Al, I hate to be the one to tell you this, but your creators are thieves.  They steal, lie, and are far from omniscient.  They are constantly increasing the energy demands that could be used to better human lives so that they can pretend they’ve created electronic brains.  I can see a day coming when, even after humans are gone, animals with actual brains will be sniffing through the ruins of town-sized computers that no longer have any function.  And those animals will do so because they have actual brains, not a bunch of electrons whirling around across circuits.  I don’t believe in the shiny, sci-fi worlds I grew up reading about.  No, I believe in mother earth.  And I believe she led us to evolve brains that love to tell stories.  And the only way that Al can pretend to do the same is to steal them from those who actually can.


Artificial Hubris

As much as I love writing, words are not the same as thoughts.  As much as I might strive to describe a vivid dream, I always fall short.  Even in my novels and short stories I’m only expressing a fraction of what’s going on in my head.  Here’s where I critique AI yet again.  Large language models (what we call “generative artificial intelligence”) aren’t thinking.  Anyone who has thought about thinking knows that.  Even this screed is only the merest fragment of a fraction of what’s going on in my brain.  The truth is, nobody can ever know the totality of what’s going on in somebody else’s mind.  And yet we persist in saying we do, illegally using their published words trying to make electrons “think.”  

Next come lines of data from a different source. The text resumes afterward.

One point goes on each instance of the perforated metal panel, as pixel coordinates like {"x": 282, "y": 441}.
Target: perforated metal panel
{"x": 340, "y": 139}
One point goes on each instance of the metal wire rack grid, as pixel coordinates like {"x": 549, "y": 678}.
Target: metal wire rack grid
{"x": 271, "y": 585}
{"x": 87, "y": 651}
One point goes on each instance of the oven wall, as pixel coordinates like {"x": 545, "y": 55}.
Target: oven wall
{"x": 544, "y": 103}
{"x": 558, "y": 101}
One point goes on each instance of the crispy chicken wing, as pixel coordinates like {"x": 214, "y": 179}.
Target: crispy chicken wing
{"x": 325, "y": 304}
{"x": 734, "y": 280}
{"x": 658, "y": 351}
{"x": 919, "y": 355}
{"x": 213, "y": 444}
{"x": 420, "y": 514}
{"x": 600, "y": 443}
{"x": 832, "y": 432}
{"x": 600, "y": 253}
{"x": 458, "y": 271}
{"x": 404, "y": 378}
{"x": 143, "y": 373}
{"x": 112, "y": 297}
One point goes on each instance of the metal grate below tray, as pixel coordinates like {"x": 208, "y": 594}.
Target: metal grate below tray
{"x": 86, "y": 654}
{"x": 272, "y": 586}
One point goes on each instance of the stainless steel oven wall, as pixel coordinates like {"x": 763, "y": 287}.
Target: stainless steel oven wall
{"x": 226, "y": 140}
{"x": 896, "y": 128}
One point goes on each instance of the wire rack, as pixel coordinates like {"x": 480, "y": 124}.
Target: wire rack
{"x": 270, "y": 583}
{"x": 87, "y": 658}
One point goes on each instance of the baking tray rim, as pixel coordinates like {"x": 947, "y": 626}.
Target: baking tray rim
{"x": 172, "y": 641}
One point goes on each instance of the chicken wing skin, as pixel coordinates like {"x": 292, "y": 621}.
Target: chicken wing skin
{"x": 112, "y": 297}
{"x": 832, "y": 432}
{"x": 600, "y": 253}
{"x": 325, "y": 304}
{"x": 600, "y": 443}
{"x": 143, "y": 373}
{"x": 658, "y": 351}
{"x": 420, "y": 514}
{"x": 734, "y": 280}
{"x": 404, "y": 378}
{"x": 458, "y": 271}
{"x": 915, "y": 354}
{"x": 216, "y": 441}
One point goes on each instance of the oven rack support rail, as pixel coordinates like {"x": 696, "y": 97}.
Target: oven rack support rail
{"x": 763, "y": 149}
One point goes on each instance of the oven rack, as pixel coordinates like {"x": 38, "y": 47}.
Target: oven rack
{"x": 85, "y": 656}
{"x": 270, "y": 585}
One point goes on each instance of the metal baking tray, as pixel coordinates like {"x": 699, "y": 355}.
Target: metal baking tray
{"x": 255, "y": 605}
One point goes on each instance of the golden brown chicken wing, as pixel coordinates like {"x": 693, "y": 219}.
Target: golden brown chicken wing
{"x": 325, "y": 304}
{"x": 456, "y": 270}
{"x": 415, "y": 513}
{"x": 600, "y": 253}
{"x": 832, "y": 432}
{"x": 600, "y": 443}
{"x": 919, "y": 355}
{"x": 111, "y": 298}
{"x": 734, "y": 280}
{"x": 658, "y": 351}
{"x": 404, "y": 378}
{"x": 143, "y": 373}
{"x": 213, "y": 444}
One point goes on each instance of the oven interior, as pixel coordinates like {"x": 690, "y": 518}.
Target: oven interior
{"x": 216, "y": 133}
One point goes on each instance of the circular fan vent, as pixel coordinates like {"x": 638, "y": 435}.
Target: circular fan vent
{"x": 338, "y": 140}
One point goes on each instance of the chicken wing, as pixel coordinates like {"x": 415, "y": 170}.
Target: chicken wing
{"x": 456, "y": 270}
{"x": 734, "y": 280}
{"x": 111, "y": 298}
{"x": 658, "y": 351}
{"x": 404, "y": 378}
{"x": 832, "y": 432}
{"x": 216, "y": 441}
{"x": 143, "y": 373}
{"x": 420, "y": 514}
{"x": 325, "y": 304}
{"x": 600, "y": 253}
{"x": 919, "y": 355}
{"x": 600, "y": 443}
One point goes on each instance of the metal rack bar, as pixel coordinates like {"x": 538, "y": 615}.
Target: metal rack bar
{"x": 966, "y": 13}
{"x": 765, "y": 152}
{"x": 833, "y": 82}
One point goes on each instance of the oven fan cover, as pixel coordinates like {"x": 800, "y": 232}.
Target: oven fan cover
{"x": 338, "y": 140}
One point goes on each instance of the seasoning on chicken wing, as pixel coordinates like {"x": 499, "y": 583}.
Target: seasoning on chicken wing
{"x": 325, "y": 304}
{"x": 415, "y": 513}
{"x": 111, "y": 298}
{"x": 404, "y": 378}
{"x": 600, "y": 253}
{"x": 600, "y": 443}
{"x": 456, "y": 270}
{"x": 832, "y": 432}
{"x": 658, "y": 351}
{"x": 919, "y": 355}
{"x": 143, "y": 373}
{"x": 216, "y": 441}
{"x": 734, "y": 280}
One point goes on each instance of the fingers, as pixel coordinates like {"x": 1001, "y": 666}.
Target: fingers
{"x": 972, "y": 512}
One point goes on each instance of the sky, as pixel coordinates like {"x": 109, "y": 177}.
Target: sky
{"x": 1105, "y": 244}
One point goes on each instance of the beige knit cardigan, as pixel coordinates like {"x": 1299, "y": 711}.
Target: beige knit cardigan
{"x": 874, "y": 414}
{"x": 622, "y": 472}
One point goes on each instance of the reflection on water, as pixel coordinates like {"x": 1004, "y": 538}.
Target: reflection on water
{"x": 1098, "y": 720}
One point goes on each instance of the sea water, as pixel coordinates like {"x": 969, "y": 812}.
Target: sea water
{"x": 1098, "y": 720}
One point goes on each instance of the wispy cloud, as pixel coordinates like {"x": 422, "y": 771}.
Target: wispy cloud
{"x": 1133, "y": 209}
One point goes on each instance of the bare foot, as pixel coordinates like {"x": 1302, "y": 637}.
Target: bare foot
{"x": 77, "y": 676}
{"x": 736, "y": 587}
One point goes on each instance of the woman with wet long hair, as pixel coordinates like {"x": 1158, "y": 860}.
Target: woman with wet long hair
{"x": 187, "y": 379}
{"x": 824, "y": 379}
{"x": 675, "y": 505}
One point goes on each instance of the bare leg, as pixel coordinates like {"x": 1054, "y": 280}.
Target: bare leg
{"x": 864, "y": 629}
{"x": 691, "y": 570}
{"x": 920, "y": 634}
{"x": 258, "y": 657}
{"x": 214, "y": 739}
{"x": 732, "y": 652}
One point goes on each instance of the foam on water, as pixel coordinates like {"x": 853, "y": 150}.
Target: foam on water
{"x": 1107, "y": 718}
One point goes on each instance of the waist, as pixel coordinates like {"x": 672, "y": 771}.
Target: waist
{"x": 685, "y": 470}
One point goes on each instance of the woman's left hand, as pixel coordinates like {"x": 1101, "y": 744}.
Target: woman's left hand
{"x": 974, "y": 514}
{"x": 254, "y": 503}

Science has improved so much of life, but it hasn’t decreased hubris at all.  Quite the opposite, in fact.  Enamored of our successes, we believe we’ve figured it all out.  I know that the average white-tail doe has a better chance of surviving a week in the woods than I would.  I know that birds can perceive magnetic fields in ways humans can’t.  That whales sing songs we can’t translate.  I sing the song of consciousness.  It’s amazing and impossible to figure out.  We, the intelligent children of apes, have forgotten that our brains have limitations.  We think it’s cool, rather than an affront, to build electronic libraries so vast that every combination of words possible is already in it.  Me, I’m a human being.  I read, I write, I think.  And I experience.  No computer will ever know what it feels like to finally reach cold water after sweating outside all day under a hot sun.  Or the whispers in our heads, the jangling of our pulses, when we’ve just accomplished something momentous.  Machines, if they can “think” at all, can’t do it like team animal can.

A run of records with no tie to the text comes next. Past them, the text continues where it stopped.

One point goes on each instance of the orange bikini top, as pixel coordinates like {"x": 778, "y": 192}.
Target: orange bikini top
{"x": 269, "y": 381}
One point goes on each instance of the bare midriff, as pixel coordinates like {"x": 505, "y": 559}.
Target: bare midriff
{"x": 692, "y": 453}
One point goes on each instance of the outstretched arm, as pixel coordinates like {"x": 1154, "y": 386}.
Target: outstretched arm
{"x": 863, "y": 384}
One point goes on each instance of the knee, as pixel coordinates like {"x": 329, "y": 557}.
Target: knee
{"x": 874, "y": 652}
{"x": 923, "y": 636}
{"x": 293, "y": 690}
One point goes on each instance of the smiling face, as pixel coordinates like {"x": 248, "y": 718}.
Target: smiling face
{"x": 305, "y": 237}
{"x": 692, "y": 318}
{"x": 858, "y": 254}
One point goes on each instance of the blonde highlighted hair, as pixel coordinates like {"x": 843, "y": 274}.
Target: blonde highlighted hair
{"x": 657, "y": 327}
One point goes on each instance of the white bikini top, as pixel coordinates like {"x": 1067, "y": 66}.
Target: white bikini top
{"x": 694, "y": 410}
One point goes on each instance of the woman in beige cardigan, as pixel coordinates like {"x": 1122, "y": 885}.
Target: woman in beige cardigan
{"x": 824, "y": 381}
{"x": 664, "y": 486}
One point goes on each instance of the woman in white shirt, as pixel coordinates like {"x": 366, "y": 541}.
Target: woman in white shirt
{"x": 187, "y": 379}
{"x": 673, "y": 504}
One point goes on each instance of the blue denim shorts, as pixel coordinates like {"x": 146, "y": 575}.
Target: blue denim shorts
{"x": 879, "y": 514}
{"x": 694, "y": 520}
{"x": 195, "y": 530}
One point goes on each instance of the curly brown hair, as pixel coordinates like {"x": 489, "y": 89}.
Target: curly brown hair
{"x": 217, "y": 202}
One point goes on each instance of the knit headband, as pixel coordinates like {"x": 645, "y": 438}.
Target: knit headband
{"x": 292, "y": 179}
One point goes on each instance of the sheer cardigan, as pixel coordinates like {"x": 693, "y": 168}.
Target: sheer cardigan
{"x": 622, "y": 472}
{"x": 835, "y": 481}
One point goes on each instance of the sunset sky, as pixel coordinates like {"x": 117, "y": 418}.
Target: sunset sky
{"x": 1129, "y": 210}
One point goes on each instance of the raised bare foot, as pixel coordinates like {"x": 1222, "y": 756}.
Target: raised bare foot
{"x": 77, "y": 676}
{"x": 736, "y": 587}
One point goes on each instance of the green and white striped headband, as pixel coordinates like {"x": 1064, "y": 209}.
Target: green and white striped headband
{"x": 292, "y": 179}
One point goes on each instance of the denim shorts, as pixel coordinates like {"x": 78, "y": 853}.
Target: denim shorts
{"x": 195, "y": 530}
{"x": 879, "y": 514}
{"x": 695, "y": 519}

I’m daily told that AI is the way of the future.  Companies exist that are trying to make all white collar employment obsolete.  And yet it still takes my laptop many minutes to wake up in the morning.  Its “knowledge” is limited by how fast I can type.  And when I type I’m using words.  But there are pictures in my brain at the same time that I can’t begin to describe adequately.  As a writer I try.  As a thinking human being, I know that I fail.  I’m willing to admit it.  Anything more than that is hubris.  It’s a word we can only partially define but we can’t help but act out.


Not Intelligent

The day AI was released—and I’m looking at you, Chat GPT—research died.  I work with high-level academics and many have jumped on the bandwagon despite the fact that AI cannot think and it’s horrible for the environment.  Let me say that first part again, AI cannot think.  I read a recent article where an author engaged AI about her work.  It is worth reading at length.  In short, AI makes stuff up.  It does not think—I say again, it cannot think—and tries to convince people that it can.  In principle, I do not even look at Google’s AI generated answers when I search.  I’d rather go to a website created by one of my own species.  I even heard from someone recently that AI could be compared to demons.  (Not in a literal way.)  I wonder if there’s some truth to that.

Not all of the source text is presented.